One isolated report does not make for a "plague." If this was really an issue it would surely have come out when Aviation Consumer did their independent evaluation of the Aspen equipment. Instead, they recommend the equipment as a "best buy."

Aspen announced TSO for the backup display in March 2012, and shows the product on their website here: http://www.aspenavionics.com/products/evolution-backup-display AFAIK, there is no aftermarket STC to this point, probably because no one has pursued one. IMO, it's extremely capable equipment for the price, allowing non-Aspen equipped aircraft to upgrade their backups to an instrument that includes the capability to couple up to the autopilot and fly an instrument approach to minimums.
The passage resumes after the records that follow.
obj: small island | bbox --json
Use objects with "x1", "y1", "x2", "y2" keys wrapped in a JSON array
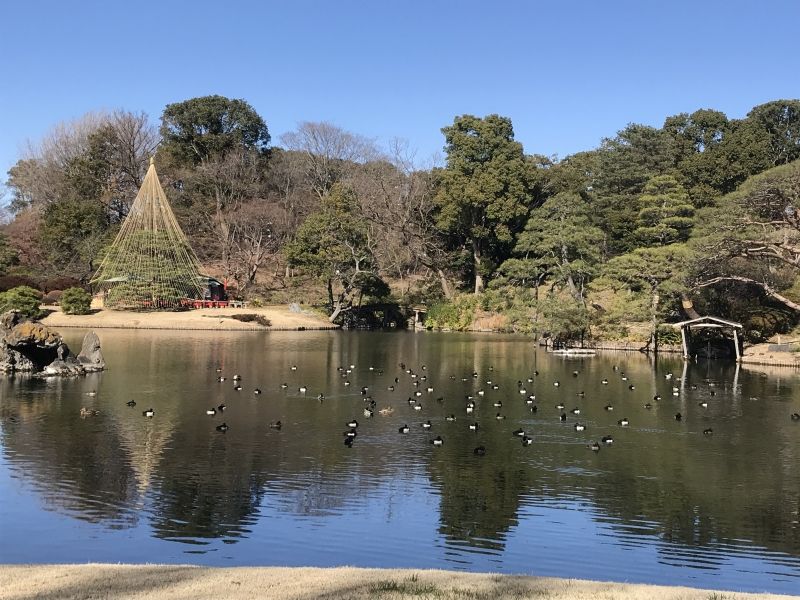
[{"x1": 0, "y1": 310, "x2": 104, "y2": 376}]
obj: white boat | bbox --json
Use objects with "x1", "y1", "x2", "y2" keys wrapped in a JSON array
[{"x1": 550, "y1": 348, "x2": 596, "y2": 356}]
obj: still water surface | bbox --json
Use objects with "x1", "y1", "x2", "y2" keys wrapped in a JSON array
[{"x1": 1, "y1": 330, "x2": 799, "y2": 593}]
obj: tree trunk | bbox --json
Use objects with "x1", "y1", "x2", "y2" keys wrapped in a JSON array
[
  {"x1": 417, "y1": 251, "x2": 454, "y2": 300},
  {"x1": 329, "y1": 303, "x2": 342, "y2": 323},
  {"x1": 566, "y1": 275, "x2": 578, "y2": 298},
  {"x1": 681, "y1": 294, "x2": 701, "y2": 319},
  {"x1": 650, "y1": 292, "x2": 660, "y2": 355},
  {"x1": 562, "y1": 243, "x2": 579, "y2": 300},
  {"x1": 329, "y1": 291, "x2": 352, "y2": 323},
  {"x1": 214, "y1": 189, "x2": 232, "y2": 280},
  {"x1": 247, "y1": 261, "x2": 258, "y2": 285},
  {"x1": 437, "y1": 269, "x2": 454, "y2": 300},
  {"x1": 473, "y1": 239, "x2": 484, "y2": 294},
  {"x1": 327, "y1": 278, "x2": 334, "y2": 313}
]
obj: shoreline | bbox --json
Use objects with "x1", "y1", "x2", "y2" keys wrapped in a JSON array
[
  {"x1": 0, "y1": 565, "x2": 795, "y2": 600},
  {"x1": 40, "y1": 306, "x2": 338, "y2": 332},
  {"x1": 36, "y1": 308, "x2": 800, "y2": 369}
]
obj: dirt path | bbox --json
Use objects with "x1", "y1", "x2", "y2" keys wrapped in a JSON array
[{"x1": 40, "y1": 306, "x2": 337, "y2": 331}]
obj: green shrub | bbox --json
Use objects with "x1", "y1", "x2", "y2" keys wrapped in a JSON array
[
  {"x1": 0, "y1": 286, "x2": 43, "y2": 318},
  {"x1": 106, "y1": 283, "x2": 150, "y2": 308},
  {"x1": 656, "y1": 324, "x2": 682, "y2": 345},
  {"x1": 426, "y1": 301, "x2": 457, "y2": 328},
  {"x1": 503, "y1": 304, "x2": 536, "y2": 333},
  {"x1": 60, "y1": 287, "x2": 92, "y2": 315},
  {"x1": 537, "y1": 295, "x2": 591, "y2": 342},
  {"x1": 425, "y1": 289, "x2": 543, "y2": 333},
  {"x1": 426, "y1": 295, "x2": 479, "y2": 330}
]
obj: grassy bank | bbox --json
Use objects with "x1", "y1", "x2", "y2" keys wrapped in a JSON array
[{"x1": 0, "y1": 565, "x2": 794, "y2": 600}]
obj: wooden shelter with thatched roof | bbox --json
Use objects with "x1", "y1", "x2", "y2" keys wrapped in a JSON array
[{"x1": 91, "y1": 159, "x2": 206, "y2": 310}]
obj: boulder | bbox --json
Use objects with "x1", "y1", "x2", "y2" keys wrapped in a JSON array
[
  {"x1": 0, "y1": 311, "x2": 105, "y2": 376},
  {"x1": 0, "y1": 310, "x2": 25, "y2": 333},
  {"x1": 0, "y1": 346, "x2": 37, "y2": 372},
  {"x1": 77, "y1": 332, "x2": 105, "y2": 372},
  {"x1": 6, "y1": 321, "x2": 62, "y2": 349},
  {"x1": 8, "y1": 322, "x2": 62, "y2": 370},
  {"x1": 38, "y1": 357, "x2": 85, "y2": 377}
]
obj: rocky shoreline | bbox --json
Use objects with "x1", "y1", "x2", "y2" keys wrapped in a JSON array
[{"x1": 0, "y1": 310, "x2": 105, "y2": 376}]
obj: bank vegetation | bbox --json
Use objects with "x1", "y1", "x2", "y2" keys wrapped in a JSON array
[{"x1": 3, "y1": 97, "x2": 800, "y2": 344}]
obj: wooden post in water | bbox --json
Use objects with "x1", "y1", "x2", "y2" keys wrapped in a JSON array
[
  {"x1": 733, "y1": 328, "x2": 740, "y2": 361},
  {"x1": 680, "y1": 325, "x2": 689, "y2": 359}
]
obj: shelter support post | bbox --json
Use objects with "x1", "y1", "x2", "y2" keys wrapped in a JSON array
[
  {"x1": 733, "y1": 328, "x2": 740, "y2": 361},
  {"x1": 680, "y1": 325, "x2": 689, "y2": 360}
]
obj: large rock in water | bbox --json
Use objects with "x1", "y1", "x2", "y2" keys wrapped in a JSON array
[
  {"x1": 0, "y1": 315, "x2": 62, "y2": 372},
  {"x1": 38, "y1": 331, "x2": 105, "y2": 376},
  {"x1": 0, "y1": 310, "x2": 105, "y2": 376},
  {"x1": 5, "y1": 321, "x2": 62, "y2": 349},
  {"x1": 0, "y1": 346, "x2": 38, "y2": 372},
  {"x1": 77, "y1": 331, "x2": 105, "y2": 372}
]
Just what you need when the "big screen" primary glass goes Tango Uniform.

Modern air data computers typically employ a heater in the circuit design to stabilize the sensing element and provide accurate outputs over the very broad temperature ranges over which the equipment must operate. Nothing surprising there.

To be IFR legal there must be a turn and bank or a second AI. These instruments must be installed with an FAA approval. The Dynon does not meet either requirement.